Hitomi’s mark stood for 11 years, until Christel Schultz of Germany soared past the 6-meter and 20-foot barriers, reaching 6.12/20-¾ in 1939. Another multi-talented athlete, Fanny Blankers-Koen of the Netherlands, snatched the record in 1943 with a leap measuring 6.25/20-6, giving her simultaneous world marks in the high jump and long jump.
Olympic Long Jump Glory
Blankers-Koen owned the world record for more than 11 years, then the mark was broken or tied five times between 1954-56. New Zealand’s Yvette Williams began the record-breaking parade by jumping 6.28/20-7 in 1954. Galina Vinogradova of the Soviet Union tied then broke the record in 1955, topping out at 6.31/20-8¼, before Poland’s Elzbieta Krzesinska twice leaped 6.35/20-10 in 1956, with the latter jump earning her a gold medal at the Melbourne Olympics.

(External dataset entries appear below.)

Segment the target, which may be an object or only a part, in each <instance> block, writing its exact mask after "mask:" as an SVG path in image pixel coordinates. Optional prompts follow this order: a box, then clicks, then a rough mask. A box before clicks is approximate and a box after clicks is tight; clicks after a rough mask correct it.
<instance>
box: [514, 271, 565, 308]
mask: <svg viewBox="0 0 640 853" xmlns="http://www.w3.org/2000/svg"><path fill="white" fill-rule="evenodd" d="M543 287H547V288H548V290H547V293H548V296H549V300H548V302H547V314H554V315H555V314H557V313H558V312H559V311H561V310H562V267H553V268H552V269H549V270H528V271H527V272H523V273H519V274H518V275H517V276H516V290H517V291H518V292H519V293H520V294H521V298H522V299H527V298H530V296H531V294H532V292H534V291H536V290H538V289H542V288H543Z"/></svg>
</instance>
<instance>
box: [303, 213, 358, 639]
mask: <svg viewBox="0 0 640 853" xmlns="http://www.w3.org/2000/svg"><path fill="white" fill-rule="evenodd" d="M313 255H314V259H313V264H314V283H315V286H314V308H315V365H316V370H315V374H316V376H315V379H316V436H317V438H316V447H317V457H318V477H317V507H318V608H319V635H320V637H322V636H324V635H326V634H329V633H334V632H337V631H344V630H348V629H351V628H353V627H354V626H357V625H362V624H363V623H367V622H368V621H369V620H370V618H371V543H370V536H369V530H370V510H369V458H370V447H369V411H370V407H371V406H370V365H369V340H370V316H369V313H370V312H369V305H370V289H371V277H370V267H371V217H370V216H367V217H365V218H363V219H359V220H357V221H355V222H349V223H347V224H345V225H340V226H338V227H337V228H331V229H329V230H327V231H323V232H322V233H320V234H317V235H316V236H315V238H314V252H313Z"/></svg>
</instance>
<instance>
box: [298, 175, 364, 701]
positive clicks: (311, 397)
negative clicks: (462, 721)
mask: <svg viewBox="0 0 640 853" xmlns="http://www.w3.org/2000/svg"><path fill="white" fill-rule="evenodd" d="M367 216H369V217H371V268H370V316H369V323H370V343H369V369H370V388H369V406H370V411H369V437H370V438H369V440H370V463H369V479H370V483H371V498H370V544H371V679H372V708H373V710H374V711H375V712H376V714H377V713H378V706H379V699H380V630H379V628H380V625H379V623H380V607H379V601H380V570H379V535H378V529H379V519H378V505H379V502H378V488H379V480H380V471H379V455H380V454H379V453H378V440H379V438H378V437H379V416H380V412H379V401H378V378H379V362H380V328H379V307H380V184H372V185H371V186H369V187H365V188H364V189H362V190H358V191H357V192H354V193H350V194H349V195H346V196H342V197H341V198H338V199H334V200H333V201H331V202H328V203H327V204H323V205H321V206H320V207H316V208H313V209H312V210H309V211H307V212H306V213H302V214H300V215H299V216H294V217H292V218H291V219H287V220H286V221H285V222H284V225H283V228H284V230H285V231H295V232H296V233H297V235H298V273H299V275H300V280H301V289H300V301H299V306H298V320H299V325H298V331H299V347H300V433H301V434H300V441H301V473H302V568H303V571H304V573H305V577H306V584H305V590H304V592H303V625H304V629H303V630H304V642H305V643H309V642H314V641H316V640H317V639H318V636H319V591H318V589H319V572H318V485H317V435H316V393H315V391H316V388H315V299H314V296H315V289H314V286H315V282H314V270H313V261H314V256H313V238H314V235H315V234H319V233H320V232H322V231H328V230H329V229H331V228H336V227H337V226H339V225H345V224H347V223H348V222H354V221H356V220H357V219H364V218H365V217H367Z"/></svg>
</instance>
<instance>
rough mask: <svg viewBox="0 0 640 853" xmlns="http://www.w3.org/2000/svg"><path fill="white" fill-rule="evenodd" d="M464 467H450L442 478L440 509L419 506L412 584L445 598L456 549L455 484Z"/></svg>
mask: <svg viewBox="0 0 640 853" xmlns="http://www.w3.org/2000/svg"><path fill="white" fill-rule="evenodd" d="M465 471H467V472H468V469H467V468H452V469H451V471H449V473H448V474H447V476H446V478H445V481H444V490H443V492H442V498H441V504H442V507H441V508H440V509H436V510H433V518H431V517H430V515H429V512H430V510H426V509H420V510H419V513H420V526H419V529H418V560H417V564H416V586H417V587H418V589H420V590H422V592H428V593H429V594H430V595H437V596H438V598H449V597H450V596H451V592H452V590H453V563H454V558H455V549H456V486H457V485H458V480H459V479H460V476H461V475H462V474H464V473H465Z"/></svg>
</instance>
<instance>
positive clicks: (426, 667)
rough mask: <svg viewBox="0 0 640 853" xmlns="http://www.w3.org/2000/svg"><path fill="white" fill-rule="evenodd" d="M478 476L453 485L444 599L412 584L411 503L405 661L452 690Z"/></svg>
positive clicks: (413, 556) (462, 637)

The long jump mark fell six times between 1960-64. East Germany’s Hildrun Claus broke it twice, peaking at 6.42/21-¾ in 1961. Tatyana Shchelkanova of the Soviet Union dented the record books three times, first leaping 6.48/21-3 into a 1.5 mps wind just 23 days after Claus set her second mark, then topping out at 6.70/21-11¾ in July 1964. Great Britain’s Mary Rand then become the second woman to set a world record at the Olympics, passing the 22-foot mark and reaching 6.76/22-2 in Tokyo in 1964. Rand performed her winning jump on a wet track, with a 1.6 mps wind in her face, to become the first British woman to earn an Olympic track and field gold medal.
Four years to the day after Rand’s victory, Viorica Viscopoleanu of Romania broke the mark at altitude on her way to gold at the 1968 Olympics in Mexico City, leaping 6.82/22-4½. Her triumph began an era in which Romanian, German and Soviet athletes exchanged the record back and forth, with one brief exception.
Germans, Romanians, Soviets – and Jackie
West Germany’s Heide Rosendahl took the mark with a jump measuring 6.84/22-5¼ in 1970. She was succeeded by a pair of East Germans in 1976, as Angela Voigt leaped 6.92/22-8¼ on May 9, then Siegrun Siegl reached 6.99/22-11 on May 19. Lithuanian-born Vilma Bardauskiene, competing for the Soviet Union, cruised past the 7-meter mark and broke the record twice within 11 days in 1978, topping out at 7.09/23-3.
Anisoara Cusmir enjoyed the shortest reign as the long jump record-holder, leaping 7.15/23-5¼ in 1982, then seeing fellow Romanian Valy Ionescu jump 7.20/23-7¼ later the same day. Cusmir regained the record the next year, then improved it twice at the same meet, peaking at 7.43/24-4½. East Germany’s Heike Drechsler nudged the record up to 7.44 in 1985, then 7.45/24-5¼ twice in 1986. That proved a popular height as two more jumpers hit it during the next two years. Jackie Joyner-Kersee – the only American woman to hold the world long jump record – put her name in the books alongside Drechsler in 1987, then Galina Chistyakova of the Soviet Union equaled the mark in 1988, in a meet held in St. Petersburg, Russia. Later in the meet, however, the Ukrainian-born Chistyakova flew to a new record of 7.52/24-8.
Drechsler almost took the record back at altitude in Sestriere, Italy in 1992, leaping 7.63/25-¼. Unfortunately for Drechsler the wind meter read 2.1 mps, just above the 2-meter limit. As of 2013 Chistyakova remains the all-time high jump queen.